8 thoughts on “USDA Chief Confident of Ethanol Blend Increase

  1. This is simple. Basically, you need one 10 Million gallon/yr biorefinery in each county (there are a little more than 3,000 counties in the U.S., and virtually every one can supply the feedstock for a cellulosic ethanol refinery.

    By having 3,000 10 mgpy refineries most feedstock will not need to be transported more than 4 miles (this is important due to the low “density” of cellulosic feedstocks.)

    On top of that we will get about 5 Million gpy from corn cobs, and “Fiberight” says it can do about 10 Million gpy from waste paper, etc from Municipalities.

    Not only will the feedstocks not be transported far, but the “Product” will not require Pipelines, Trains, etc. These amounts can/will be used locally.

    The “key” to the “pump” question is, simply, mandate all cars be flexfuel. The Pumps will follow. This is all so simple that only a government could make it “complicated.”

  2. That should have been 5 Billion gpy from cobs, and 10 Billion gpy from paper, etc.
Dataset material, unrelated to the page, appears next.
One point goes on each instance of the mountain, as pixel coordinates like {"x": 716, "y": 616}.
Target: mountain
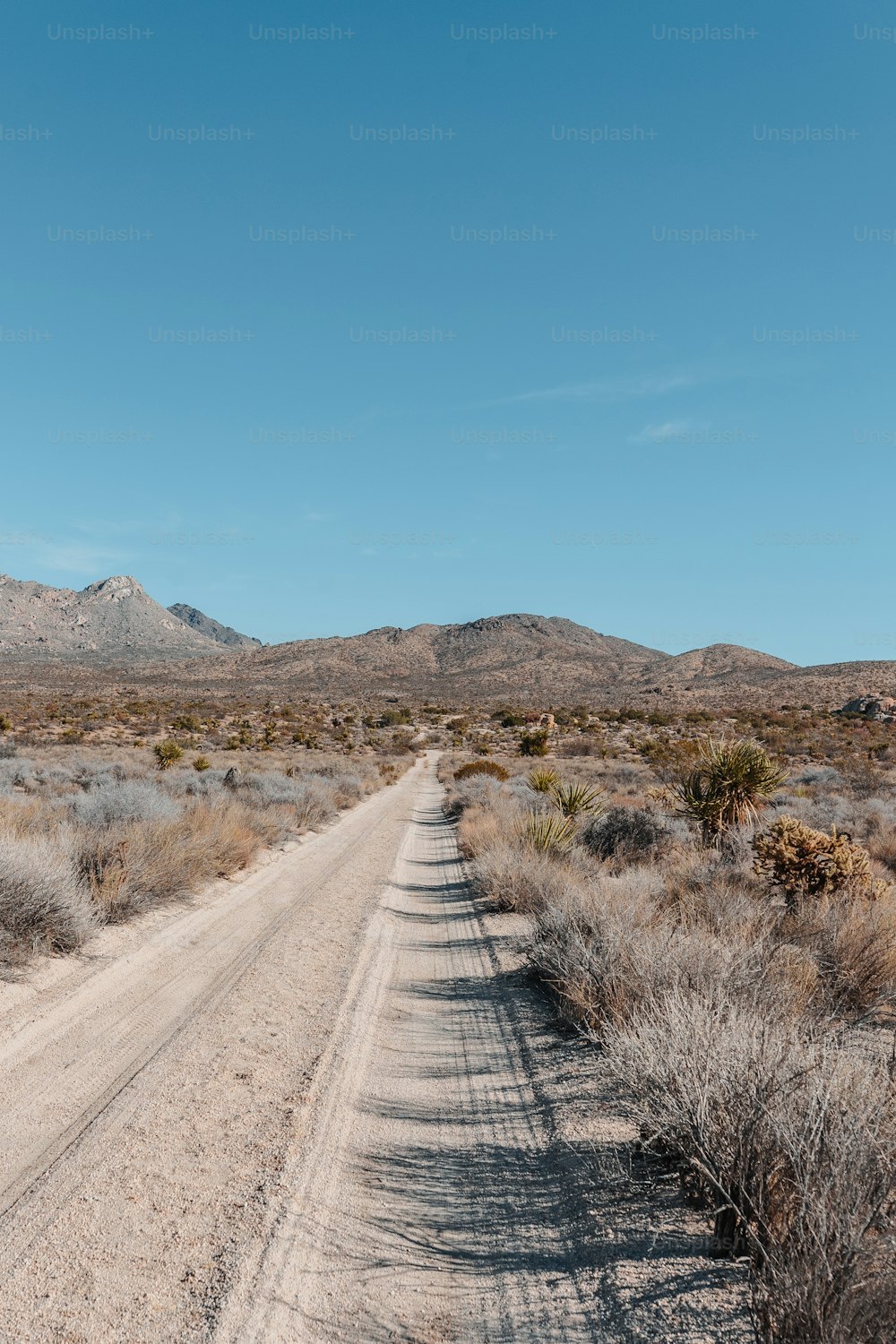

  3. And there is no better time to mandate all cars to be flex fuel than now, seeing for the foul oil spewing out of the gulf killing everything in its path.

  4. In agreement with above comments. All Ford/GM cars sold in Brazil are flex fuel; nothing technologically prevents from doing it on US soil; and financially its only $100 more per car – mute point. Blender pumps capable of proportional gas/ethanol mix between 1% and 99% are all over Brazil. However it takes UL more than two years to approve the first one in US – what’s wrong with these testing guys?? THe sticking point is still an infrastructure where more fuel storage farms would have to be made ethanol-compliant, however this is a business-driven process.
    I do not even see a need for a government mandate to have all new cars being flex-fuel. All it takes, in my view, is by EPA/DOE/DOT to mandate an availability of 10-85% blends of ethanol at every pump (on a roll out schedule) much like MTBE bans were effected or Clean Air act was enforced. The car industry will be drawn by economics to follow.

  5. i agree with kum dollison & joseph —There is NO better time to mandate ALL cars to be flex fuel than NOW !!!